On parle médicalement de “traumatisme crânien non-accidentel”. Beaucoup de publications

sont écrites sur ces cas, mais rarement en sciences humaines et sociales. On reste sur des cas médicaux et juridiques.

Ces cas provoquent des batailles d’expertises techniques afin de prouver que la façon dont le nourrisson a été secoué était délibérée. Aucune des femmes accusées ne se reconnaissait comme meurtrière, car cela demande beaucoup au niveau de l’image narcissique, et ça arrive rarement au moment du procès. On a par exemple une femme accusée, qui a dû mimer l’accouchement en reconstitution du contexte et s’est rendue compte qu’elle avait tué son enfant. Elle s’est suicidée peu après en retournant en Maison d’Arrêt.


Les signes typiques du bébé secoué sont des hématomes sous le crâne, des hémorragies

intracrâniennes et rétiniennes, des lésions et oedèmes cérébraux.

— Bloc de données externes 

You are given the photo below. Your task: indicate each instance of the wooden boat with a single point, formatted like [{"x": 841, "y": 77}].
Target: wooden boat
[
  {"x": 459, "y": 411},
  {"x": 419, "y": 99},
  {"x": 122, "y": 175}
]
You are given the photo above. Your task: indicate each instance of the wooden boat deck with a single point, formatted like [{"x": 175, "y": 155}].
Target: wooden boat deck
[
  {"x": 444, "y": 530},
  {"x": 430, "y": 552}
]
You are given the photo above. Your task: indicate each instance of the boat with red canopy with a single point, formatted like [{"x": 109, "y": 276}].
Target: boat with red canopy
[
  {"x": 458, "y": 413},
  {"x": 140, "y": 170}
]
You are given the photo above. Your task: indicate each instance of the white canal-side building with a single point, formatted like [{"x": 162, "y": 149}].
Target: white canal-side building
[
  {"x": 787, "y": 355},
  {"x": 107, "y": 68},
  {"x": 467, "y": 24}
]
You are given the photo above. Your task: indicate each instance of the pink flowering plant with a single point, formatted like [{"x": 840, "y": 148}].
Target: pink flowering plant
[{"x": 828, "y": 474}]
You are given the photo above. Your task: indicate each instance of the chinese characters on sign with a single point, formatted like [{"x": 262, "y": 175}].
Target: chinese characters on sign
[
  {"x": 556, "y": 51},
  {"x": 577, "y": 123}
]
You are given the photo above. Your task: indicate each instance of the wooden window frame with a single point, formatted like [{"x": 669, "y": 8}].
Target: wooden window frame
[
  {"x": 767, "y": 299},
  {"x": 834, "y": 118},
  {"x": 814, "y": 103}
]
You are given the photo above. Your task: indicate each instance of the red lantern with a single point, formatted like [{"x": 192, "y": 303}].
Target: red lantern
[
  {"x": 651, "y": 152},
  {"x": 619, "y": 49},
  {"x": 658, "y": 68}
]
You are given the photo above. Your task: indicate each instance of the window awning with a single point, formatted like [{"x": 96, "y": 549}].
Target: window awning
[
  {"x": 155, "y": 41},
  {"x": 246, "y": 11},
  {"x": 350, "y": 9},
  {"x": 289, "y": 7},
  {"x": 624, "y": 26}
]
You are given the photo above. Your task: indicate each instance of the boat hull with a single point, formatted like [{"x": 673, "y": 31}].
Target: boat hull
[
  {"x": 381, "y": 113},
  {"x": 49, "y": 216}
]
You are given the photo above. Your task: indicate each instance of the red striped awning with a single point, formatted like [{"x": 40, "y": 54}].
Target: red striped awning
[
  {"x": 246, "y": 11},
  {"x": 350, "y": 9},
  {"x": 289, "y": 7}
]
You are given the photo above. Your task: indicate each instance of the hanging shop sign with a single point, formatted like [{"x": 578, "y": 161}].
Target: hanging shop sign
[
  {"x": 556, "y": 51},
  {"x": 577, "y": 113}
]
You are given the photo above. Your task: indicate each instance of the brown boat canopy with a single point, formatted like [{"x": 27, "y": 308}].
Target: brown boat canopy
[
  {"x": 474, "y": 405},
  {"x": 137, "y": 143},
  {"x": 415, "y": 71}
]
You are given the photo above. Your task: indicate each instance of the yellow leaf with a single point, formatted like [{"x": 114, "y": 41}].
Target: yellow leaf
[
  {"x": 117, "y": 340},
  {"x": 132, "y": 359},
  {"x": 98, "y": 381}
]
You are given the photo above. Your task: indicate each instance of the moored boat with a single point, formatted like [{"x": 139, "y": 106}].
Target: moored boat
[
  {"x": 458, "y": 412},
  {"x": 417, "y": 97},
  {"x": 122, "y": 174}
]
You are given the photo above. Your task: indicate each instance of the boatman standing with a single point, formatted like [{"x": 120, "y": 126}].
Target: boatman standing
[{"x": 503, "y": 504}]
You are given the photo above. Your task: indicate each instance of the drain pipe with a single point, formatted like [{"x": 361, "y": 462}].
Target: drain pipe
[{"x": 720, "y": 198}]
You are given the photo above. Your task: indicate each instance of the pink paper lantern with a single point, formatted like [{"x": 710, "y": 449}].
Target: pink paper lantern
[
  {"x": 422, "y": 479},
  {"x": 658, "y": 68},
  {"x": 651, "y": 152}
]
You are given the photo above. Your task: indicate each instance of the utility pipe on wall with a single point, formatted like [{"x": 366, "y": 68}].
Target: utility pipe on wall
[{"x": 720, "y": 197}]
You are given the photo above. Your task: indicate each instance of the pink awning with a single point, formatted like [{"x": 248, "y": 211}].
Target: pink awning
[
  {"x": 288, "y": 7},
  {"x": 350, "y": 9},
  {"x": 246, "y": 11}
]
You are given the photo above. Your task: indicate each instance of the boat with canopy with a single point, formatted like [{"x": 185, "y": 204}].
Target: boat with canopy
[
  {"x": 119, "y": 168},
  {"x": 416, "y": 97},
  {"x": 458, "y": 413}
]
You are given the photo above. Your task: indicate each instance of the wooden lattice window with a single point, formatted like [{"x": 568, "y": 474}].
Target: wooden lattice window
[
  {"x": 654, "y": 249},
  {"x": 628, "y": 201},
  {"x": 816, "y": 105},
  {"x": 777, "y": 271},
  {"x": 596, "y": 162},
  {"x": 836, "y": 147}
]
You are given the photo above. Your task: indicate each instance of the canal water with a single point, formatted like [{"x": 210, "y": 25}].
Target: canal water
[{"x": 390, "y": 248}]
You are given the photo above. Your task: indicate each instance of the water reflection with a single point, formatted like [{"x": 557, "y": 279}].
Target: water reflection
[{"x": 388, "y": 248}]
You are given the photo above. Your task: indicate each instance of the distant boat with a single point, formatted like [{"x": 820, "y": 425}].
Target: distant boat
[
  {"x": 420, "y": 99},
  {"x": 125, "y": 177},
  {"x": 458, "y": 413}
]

Les cas étudiés dans la recherche étaient ceux de 25 garçons et de 6 filles. On ne connaît pas le rôle que le genre a dans cette répartition, mais on sait que les pleurs sont un déclencheur du reste.

En effet, la courbe des cas de bébés secoués suit la courbe des pleurs des nouveaux-nés selon l’âge.

Il y avait 37 cas de bébés secoués dans l’étude, avec 31 dont les parents étaient responsables, le reste étaient des nourrices.

Natacha Vellut précise qu’on peut ériger le profil de 3 différents types de parents :

- Les premiers sont jeunes, souvent immatures et présentent un faible niveau d’éducation. Ils

sont parfois concernés par des addictions, de la dépendance affective, ainsi que des difficultés

financières et matérielles (91% des pères sont sans emploi). Ces parents sont en général déjà

repérés par les services sociaux.

On retrouve généralement une temporalité accélérée : les parents se sont mis en couple

rapidement, il n’y a pas d’espace entre les différentes grossesses. La famille à venir est

surinvestie.

- On a ensuite un groupe plus difficile à repérer, avec des parents jugés “normaux” par leur

entourage, mais débordés par la charge de travail liée au fait d’avoir un enfant. Les débuts de la vie de l’enfant est vécue comme compliquée, et on observe un plus fort taux d’enfants

prématurés. Les parents reconnaissent le fait qu’ils se sentent débordés.

- Les derniers sont des parents violents, ayant des enfants systématiquement maltraités à

plusieurs reprises avant le décès de l’enfant. L’investissement professionnel des parents est à

noter, issus des catégories socio-professionnelles les plus élevées, ayant fait des études

supérieures, et appartenant au schéma d’une famille nucléaire conventionnelle. Les parents

peuvent cependant souffrir de stress professionnel et lié au bébé. On note une idéalisation du nourrisson après son décès.

La maltraitance ne vient donc pas de la précarité comme certains le pensent, et il faut

activement aller contre cette idée reçue.

On a donc rarement des aveux de ces parents qui ne reconnaissent pas leur culpabilité voire

parfois la difficulté qu’apportait leur enfant. Pour ces parents, il est plus confortable de reprocher le décès sur d’autres, et d’idéaliser le couple et la famille. Ceci contribue à davantage rendre la réalité décevante, ce qui fait que la récidive peut arrêter, car on n’arrive pas à suivre ces familles qui échappent souvent aux services sociaux même après les procès.